In Ronald Reagan: A Legacy Remembered, we are given access to the life of Ronald Reagan through the eyes of those who knew him best – his family, his friends, and his contemporaries. The most intimate, touching, and heartwarming recollections come from his wife Nancy, as she candidly and openly discussed such things as the assassination attempt on her husband’s life, as well as the effects that Alzheimer's has had on the former President’s health. Reagan’s children (sons Michael and Ron, as well as daughter Patti) also make appearances in the feature and offer up commentary on their father’s often guarded and private tendencies, what it was like having Ronald Reagan as a parent, and how they handled growing up in a household where fame – either through film or politics – was ever present in their home life. While the kids didn’t always see eye to eye with their dad on his political views, it’s obvious that they love him tremendously as a father and their participation in Remembered is a welcome addition. Others making appearances in the documentary are various political figures from Reagan’s past including former Soviet leader Mikhail Gorbachev and Presidents George and George W. Bush. We also hear from family friends like Merv Griffin, as well as the Reagan’s family minister. Everyone recalls the former President with the utmost respect and adoration and they all speak highly of Reagan’s ability to charm and embrace an audience … his ability to speak to you rather than at you. The archival footage included contains some great gems and only adds to the enjoyment of the feature.
You cannot even begin to scratch the surface of Ronald Reagan or his presidency in under two hours no matter who you are, but Ronald Reagan: A Legacy Remembered is a great snapshot of this great man and a good place to start for those of you who are interested in Reagan-Lite. However, if you want to know more, there are countless novels and biographies on Reagan’s life before, during, and after office. That being said, when A&E or The History Channel put their stamp of approval on a project, you can be guaranteed that the show will inform, entertain, and educate.
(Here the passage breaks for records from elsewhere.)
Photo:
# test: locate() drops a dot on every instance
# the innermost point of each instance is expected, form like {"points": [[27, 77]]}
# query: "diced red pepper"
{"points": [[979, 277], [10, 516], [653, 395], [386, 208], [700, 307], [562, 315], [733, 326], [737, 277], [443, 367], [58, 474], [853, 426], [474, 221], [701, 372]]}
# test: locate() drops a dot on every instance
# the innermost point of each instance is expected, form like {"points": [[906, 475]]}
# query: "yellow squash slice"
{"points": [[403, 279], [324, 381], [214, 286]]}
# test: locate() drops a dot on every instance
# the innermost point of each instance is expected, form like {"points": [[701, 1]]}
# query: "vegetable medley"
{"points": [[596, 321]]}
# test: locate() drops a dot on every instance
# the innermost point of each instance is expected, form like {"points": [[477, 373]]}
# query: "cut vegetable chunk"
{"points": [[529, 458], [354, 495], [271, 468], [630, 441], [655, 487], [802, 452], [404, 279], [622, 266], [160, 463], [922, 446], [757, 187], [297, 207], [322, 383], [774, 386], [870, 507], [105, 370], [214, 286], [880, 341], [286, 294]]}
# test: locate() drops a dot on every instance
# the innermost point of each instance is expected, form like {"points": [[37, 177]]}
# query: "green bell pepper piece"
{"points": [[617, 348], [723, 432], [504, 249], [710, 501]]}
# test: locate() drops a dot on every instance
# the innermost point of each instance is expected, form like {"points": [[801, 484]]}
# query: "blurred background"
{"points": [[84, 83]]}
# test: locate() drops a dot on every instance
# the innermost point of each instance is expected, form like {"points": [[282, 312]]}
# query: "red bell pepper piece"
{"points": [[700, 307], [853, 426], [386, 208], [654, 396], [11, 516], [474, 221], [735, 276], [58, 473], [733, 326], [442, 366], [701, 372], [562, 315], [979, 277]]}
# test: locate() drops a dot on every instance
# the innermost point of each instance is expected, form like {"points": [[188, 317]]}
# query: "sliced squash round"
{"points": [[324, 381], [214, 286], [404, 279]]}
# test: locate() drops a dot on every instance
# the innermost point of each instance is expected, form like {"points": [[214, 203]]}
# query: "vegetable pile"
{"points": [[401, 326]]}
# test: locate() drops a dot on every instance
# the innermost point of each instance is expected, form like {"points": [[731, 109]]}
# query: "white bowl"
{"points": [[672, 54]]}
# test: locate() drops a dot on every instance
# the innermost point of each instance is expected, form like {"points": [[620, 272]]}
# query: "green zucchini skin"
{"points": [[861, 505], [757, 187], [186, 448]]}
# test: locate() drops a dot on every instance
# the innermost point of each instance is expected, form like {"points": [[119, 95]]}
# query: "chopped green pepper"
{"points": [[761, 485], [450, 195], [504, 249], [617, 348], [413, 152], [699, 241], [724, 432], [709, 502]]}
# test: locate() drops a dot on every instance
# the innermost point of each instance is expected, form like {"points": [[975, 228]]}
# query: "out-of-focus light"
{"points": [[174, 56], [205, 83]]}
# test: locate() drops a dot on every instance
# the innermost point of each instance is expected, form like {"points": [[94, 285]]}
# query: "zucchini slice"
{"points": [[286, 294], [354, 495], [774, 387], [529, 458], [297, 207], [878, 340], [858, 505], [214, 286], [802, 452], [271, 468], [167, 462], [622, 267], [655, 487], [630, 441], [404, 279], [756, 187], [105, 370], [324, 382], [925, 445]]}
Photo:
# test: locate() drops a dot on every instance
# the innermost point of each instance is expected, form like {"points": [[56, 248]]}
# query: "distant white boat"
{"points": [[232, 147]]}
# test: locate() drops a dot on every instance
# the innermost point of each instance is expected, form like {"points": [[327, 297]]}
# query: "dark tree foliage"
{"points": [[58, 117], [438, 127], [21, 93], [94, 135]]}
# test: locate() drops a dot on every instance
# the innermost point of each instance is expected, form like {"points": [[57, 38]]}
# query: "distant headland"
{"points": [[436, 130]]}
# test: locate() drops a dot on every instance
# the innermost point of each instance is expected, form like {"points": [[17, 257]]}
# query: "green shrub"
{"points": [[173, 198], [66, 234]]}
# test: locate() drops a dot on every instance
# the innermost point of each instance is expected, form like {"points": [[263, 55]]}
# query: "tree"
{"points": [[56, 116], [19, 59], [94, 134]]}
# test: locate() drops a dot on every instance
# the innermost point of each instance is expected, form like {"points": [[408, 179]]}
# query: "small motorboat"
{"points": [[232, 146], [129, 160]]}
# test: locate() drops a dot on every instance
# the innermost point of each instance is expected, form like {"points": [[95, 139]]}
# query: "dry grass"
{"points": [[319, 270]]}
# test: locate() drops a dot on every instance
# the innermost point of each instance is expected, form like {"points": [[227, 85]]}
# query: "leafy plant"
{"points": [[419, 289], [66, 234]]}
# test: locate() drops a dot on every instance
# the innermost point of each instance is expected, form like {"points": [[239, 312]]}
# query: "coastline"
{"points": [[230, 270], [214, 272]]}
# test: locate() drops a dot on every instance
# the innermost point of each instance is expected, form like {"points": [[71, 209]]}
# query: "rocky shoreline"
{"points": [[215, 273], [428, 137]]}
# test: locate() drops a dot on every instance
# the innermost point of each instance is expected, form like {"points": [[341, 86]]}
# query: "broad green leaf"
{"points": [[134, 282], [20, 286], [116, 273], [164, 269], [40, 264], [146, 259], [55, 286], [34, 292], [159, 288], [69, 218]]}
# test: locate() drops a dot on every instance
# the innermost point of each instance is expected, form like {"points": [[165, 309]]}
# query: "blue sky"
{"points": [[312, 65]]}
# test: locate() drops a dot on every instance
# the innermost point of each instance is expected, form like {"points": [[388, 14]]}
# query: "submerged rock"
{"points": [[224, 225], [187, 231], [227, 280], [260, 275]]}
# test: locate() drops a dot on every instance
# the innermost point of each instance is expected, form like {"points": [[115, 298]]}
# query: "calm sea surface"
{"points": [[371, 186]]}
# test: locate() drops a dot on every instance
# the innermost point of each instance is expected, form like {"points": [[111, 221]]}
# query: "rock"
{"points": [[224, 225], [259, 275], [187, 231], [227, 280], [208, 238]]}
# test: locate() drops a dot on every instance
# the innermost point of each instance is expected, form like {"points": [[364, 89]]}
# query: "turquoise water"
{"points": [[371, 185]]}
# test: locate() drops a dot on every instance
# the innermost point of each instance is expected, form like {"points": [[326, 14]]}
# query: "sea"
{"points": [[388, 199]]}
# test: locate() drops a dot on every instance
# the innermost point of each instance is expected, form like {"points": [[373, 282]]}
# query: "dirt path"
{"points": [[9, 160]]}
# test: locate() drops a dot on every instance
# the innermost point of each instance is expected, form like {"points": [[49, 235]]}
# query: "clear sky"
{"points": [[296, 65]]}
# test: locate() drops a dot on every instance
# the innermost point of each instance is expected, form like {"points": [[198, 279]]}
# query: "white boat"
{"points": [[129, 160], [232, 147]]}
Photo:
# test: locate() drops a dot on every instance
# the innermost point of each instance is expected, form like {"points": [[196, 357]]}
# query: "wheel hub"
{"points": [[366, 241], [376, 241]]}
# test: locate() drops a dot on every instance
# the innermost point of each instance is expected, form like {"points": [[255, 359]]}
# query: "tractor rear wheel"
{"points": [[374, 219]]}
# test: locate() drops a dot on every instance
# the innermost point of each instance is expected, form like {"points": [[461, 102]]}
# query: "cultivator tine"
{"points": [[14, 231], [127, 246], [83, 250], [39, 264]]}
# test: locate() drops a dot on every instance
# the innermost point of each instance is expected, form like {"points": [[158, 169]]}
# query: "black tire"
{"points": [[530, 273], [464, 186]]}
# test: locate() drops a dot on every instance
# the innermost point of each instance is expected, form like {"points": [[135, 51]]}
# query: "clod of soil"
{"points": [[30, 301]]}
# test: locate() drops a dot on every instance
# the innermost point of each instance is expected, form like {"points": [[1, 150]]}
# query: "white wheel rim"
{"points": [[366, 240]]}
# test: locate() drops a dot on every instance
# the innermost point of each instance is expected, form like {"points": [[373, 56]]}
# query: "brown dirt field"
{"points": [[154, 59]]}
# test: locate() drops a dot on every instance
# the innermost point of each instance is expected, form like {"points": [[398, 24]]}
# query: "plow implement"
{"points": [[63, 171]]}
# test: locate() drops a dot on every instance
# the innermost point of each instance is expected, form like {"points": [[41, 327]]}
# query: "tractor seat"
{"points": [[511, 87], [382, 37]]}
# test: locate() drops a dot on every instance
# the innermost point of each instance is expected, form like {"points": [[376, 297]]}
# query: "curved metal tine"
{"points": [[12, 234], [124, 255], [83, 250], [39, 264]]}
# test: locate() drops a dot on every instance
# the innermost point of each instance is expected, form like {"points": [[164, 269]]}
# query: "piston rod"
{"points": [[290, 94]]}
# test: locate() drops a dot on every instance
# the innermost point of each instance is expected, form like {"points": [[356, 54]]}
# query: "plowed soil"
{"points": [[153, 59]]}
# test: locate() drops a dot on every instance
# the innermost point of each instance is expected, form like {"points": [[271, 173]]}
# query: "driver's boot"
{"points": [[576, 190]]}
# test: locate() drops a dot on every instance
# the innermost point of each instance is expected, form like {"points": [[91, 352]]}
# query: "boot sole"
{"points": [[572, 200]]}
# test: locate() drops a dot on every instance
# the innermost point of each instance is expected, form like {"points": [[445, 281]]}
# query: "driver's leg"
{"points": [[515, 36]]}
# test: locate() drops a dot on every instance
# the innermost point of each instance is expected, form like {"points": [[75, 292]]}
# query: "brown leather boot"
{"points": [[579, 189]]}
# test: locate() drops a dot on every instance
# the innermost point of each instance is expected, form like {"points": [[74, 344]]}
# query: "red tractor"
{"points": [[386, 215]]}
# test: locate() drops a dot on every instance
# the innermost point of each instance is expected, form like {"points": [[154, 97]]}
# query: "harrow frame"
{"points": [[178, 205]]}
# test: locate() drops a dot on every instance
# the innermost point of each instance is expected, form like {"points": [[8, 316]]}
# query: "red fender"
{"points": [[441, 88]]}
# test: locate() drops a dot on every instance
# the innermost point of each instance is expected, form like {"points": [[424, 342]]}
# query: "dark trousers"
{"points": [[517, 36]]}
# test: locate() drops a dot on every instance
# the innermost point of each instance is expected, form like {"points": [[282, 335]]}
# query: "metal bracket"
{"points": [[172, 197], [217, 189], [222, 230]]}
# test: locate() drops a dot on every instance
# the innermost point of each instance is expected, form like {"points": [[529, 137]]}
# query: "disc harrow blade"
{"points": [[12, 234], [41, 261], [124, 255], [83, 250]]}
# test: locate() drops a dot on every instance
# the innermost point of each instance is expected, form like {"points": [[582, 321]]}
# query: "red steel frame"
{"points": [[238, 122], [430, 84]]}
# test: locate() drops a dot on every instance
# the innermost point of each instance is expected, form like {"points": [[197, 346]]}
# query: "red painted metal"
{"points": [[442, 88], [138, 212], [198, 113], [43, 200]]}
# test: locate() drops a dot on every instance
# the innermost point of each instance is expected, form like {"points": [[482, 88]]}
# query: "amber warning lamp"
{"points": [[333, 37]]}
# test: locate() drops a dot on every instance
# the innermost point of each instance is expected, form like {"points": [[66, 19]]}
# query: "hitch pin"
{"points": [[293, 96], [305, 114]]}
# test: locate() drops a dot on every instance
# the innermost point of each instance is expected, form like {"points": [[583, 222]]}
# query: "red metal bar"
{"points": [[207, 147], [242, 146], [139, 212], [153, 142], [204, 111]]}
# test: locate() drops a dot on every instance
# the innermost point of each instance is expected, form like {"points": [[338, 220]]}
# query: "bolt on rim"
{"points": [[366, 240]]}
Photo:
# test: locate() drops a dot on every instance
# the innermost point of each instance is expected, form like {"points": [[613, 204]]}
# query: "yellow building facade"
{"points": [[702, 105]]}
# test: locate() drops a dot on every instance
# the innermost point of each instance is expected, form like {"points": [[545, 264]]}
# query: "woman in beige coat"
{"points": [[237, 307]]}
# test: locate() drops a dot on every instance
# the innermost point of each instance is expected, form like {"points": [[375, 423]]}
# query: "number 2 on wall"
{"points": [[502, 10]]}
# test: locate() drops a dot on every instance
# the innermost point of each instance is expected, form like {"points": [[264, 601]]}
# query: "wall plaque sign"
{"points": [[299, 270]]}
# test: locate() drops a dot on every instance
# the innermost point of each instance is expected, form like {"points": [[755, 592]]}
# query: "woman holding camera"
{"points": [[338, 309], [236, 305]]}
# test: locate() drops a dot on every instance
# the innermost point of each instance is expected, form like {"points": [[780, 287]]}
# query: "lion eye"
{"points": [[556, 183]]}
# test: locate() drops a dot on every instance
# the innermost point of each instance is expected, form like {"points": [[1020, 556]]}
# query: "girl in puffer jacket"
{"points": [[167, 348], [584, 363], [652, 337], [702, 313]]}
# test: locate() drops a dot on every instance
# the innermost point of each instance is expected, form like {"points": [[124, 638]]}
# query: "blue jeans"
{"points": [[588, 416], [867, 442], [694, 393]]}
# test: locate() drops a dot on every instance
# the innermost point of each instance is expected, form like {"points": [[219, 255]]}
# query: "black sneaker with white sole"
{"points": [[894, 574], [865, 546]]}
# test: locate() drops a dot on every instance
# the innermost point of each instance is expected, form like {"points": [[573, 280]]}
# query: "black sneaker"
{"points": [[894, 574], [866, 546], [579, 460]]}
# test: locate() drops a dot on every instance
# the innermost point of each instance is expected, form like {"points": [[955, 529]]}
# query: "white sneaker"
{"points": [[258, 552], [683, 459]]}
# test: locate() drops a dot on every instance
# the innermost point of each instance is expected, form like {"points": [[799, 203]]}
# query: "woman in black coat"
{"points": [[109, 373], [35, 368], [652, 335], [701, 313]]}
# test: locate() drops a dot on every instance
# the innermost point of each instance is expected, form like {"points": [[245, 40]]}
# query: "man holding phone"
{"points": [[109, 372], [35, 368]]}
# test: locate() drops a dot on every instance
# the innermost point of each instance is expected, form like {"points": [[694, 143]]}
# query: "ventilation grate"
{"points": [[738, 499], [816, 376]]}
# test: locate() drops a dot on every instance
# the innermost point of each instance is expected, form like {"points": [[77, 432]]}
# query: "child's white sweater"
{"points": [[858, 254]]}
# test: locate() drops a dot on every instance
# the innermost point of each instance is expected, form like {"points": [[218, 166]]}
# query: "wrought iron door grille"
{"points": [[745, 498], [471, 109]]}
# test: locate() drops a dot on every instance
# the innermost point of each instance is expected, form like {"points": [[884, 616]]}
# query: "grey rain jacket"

Ronald Reagan: A Legacy Remembered is no different and while very concise in nature, it gives a nice overview of Reagan’s life in movies, state politics, and ultimately, the Oval Office.
To give you a glimpse of the type of man Ronald Reagan is, let me quote you from his letter to the American people when he was diagnosed with Alzheimer’s Disease in 1994. His love for his country still outweighs his concern for his own health and he said the following: In closing, let me thank you, the American people, for giving me the great honor of allowing me to serve as your President. When the Lord calls me home, whenever that day may be, I will leave with the greatest love for this country of ours and eternal optimism for its future. I now begin the journey that will lead me into the sunset of my life. I know that for America there will always be a bright dawn ahead.